Апоплексия яичника

Автор: Пользователь скрыл имя, 22 Февраля 2013 в 11:12, реферат

Описание работы

Встречается у 0,5—2,5% гинекологических больных. Апоплексия яичника может наблюдаться в различные фазы менструального цикла, однако чаще всего это бывает в период овуляции или в стадии васкуляризации и расцвета желтого тела. Не исключена возможность разрыва желтого тела во время беременности. Апоплексия яичника возникает, как правило, у женщин в возрасте 20—35 лет.

Работа содержит 1 файл

Апоплексия яичника. Классификация, клиника, диагностика, тактика.docx

— 38.38 Кб (Скачать)

Апоплексия яичника —  внезапно наступившее кровоизлияние  в яичник, сопровождающееся нарушением целостности его ткани и кровотечением в брюшную полость. Кровоизлияние в яичник происходит при разрыве сосудов граафова пузырька, стромы яичника, фолликулярной кисты или кисты желтого тела и сопровождается нарушением целостности ткани яичника и кровотечением в брюшную полость. Встречается у 0,5—2,5% гинекологических больных. Апоплексия яичника может наблюдаться в различные фазы менструального цикла, однако чаще всего это бывает в период овуляции или в стадии васкуляризации и расцвета желтого тела. Не исключена возможность разрыва желтого тела во время беременности. Апоплексия яичника возникает, как правило, у женщин в возрасте 20—35 лет.

 

 

 

СИНОНИМЫ

Гематома яичника, кровотечение из яичника, разрыв кисты жёлтого  тела, разрыв яичника.

 

КОД ПО МКБ10 
N83.0 Геморрагическая фолликулярная киста яичника. 
N83.1 Геморрагическая киста жёлтого тела.

 

 

 

ЭПИДЕМИОЛОГИЯ

Апоплексия яичника —  заболевание женщин репродуктивного  возраста. В структуре всех острых гинекологических заболеваний занимает третье место, составляя 17%. Среди причин внутрибрюшного кровотечения на долю апоплексии приходится 0,5–2,5%.

 

 

 

ПРОФИЛАКТИКА

Чётких рекомендаций по профилактике рецидивов апоплексии яичника в  литературе нет. В какой-то степени профилактика рецидивов кист после оперативного лечения может служить и профилактикой апоплексии яичника. Клиницисты предлагают трёхэтапное ведение больных с кистами яичников:  

  • динамическое наблюдение в течение трёх месяцев;  
  • противовоспалительная (рассасывающая) терапия, по показаниям — применение   

    гормональных препаратов;   

  • пункция кистозного образования под контролем трансвагинальной эхографии.

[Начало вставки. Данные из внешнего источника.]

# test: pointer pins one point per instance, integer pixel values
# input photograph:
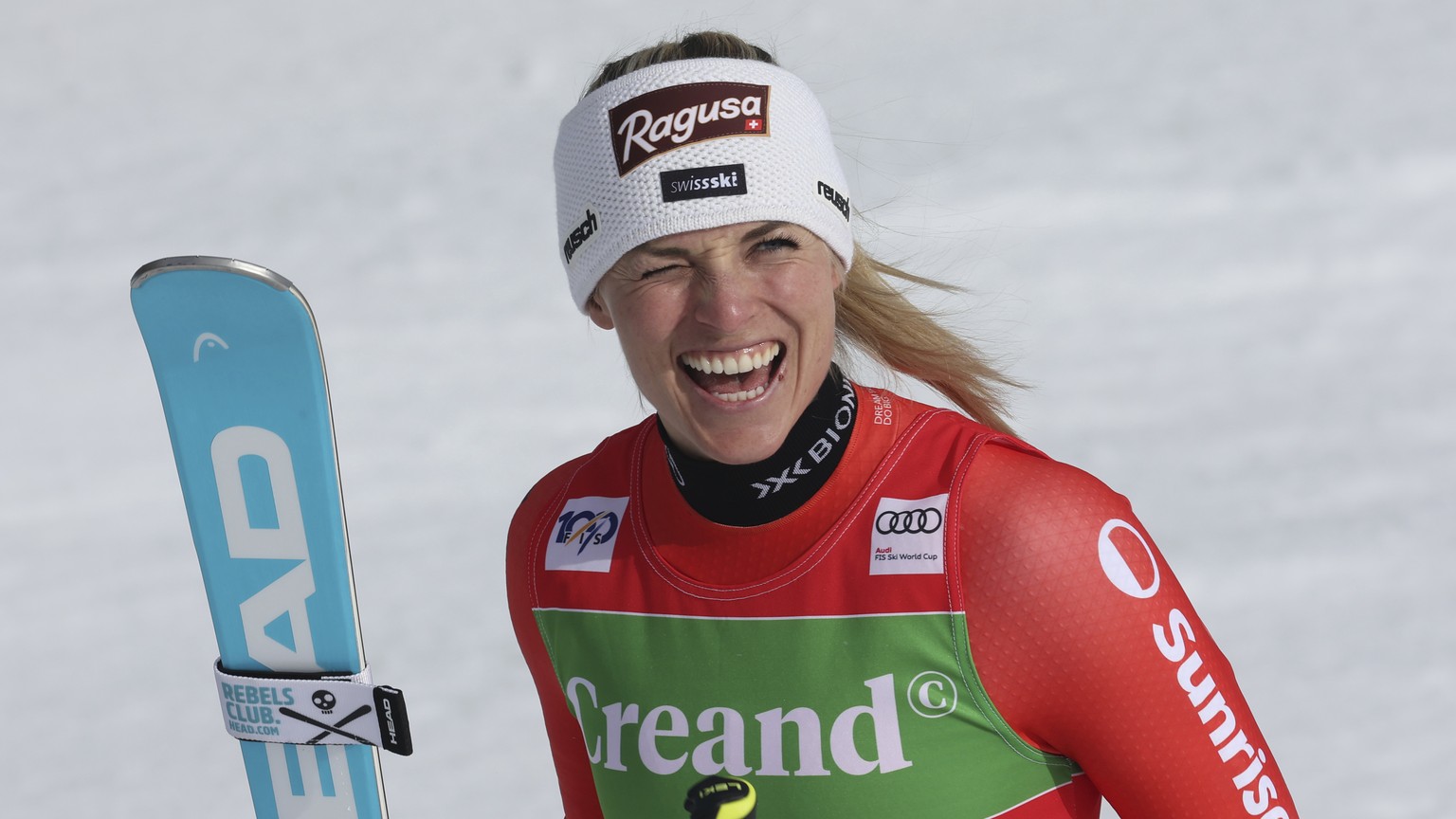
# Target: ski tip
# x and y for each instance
(225, 264)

По мнению Л.В. Адамян, пациенткам, имеющим в настоящий момент ретенционные образования яичников, с профилактической целью следует назначать КОК, способствующие регрессу этих образований.

 

 

СКРИНИНГ

Пациенткам группы риска  показано УЗИ органов малого таза 1 раз в 4–6 мес с целью своевременной  диагностики ретенционных образований  яичника.

 

 

КЛАССИФИКАЦИЯ

В зависимости от клинической  формы:  

  • болевая, или псевдоаппендикулярная, для которой характерен болевой синдром, сопровождающийся тошнотой и повышением температуры тела;  
  • анемическая, напоминающая разрыв трубы при внематочной беременности, при которой ведущий симптом — внутреннее кровотечение.

Считается, что обе формы  встречаются с одинаковой частотой. Описана также третья форма («смешанная»), характеризующаяся сочетанием признаков  первых двух форм. Поскольку различную  степень кровотечения наблюдают  во всех случаях апоплексии яичника, то разделение на вышеуказанные формы  не совсем правомерно.

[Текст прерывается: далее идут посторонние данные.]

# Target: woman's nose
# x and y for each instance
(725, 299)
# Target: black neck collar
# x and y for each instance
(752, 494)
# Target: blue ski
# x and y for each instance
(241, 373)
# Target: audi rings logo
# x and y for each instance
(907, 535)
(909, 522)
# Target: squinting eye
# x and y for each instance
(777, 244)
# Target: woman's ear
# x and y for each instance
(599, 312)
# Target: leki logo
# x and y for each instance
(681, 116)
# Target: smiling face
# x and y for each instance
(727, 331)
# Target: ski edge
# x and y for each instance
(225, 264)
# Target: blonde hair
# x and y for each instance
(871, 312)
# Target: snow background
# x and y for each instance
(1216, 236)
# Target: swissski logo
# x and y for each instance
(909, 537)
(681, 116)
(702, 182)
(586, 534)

В связи с этим целесообразно  клинические формы апоплексии яичника  классифицировать в соответствии с  тремя степенями тяжести заболевания, определяемыми характером и выраженностью  патологических симптомов и величиной  кровопотери.

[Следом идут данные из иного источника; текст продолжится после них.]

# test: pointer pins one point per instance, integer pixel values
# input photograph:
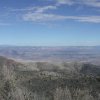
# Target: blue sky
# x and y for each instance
(50, 22)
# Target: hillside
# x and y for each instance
(48, 81)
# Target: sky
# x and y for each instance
(50, 22)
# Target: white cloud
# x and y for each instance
(42, 17)
(68, 2)
(4, 24)
(92, 3)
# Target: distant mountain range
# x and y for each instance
(58, 53)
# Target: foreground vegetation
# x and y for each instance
(48, 81)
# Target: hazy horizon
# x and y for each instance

В зависимости от величины кровопотери и выраженности патологических симптомов:  

  • лёгкая (кровопотеря 100–150 мл);  
  • средняя (кровопотеря 150–500 мл);  
  • тяжёлая (кровопотеря более 500 мл).

Эта классификация наиболее приемлема, она чётко ориентирует  врача при выборе тактики ведения  пациентов с апоплексией яичника.

 

 

ЭТИОЛОГИЯ

Среди этиологических факторов, приводящих к данной патологии, выделяют следующие: нейроэндокринные нарушения; воспалительные заболевания внутренних половых органов, которые вызывают склеротические изменения в яичниках; застойные процессы в малом тазу; варикозное расширение вен яичников и физические нагрузки в середине менструального цикла или за неделю до менструации; аномалии положения половых органов; опухоли малого таза; нарушения свертывающей системы крови; травмы живота; влагалищные исследования; бурные половые сношения. На протяжении менструального цикла формируются условия, благоприятные для возникновения апоплексии: овуляция, обильная васкуляризация тканей желтого тела, предменструальная гиперемия яичника. Они могут привести к образованию гематомы, при разрыве которой возникает кровотечение в брюшную полость. Объем кровопотери может быть от 50 мл до 2—3 л. Чаще возникает апоплексия правого яичника, что связано с лучшим кровоснабжением, большим количеством венозных сосудов по сравнению с левым яичником.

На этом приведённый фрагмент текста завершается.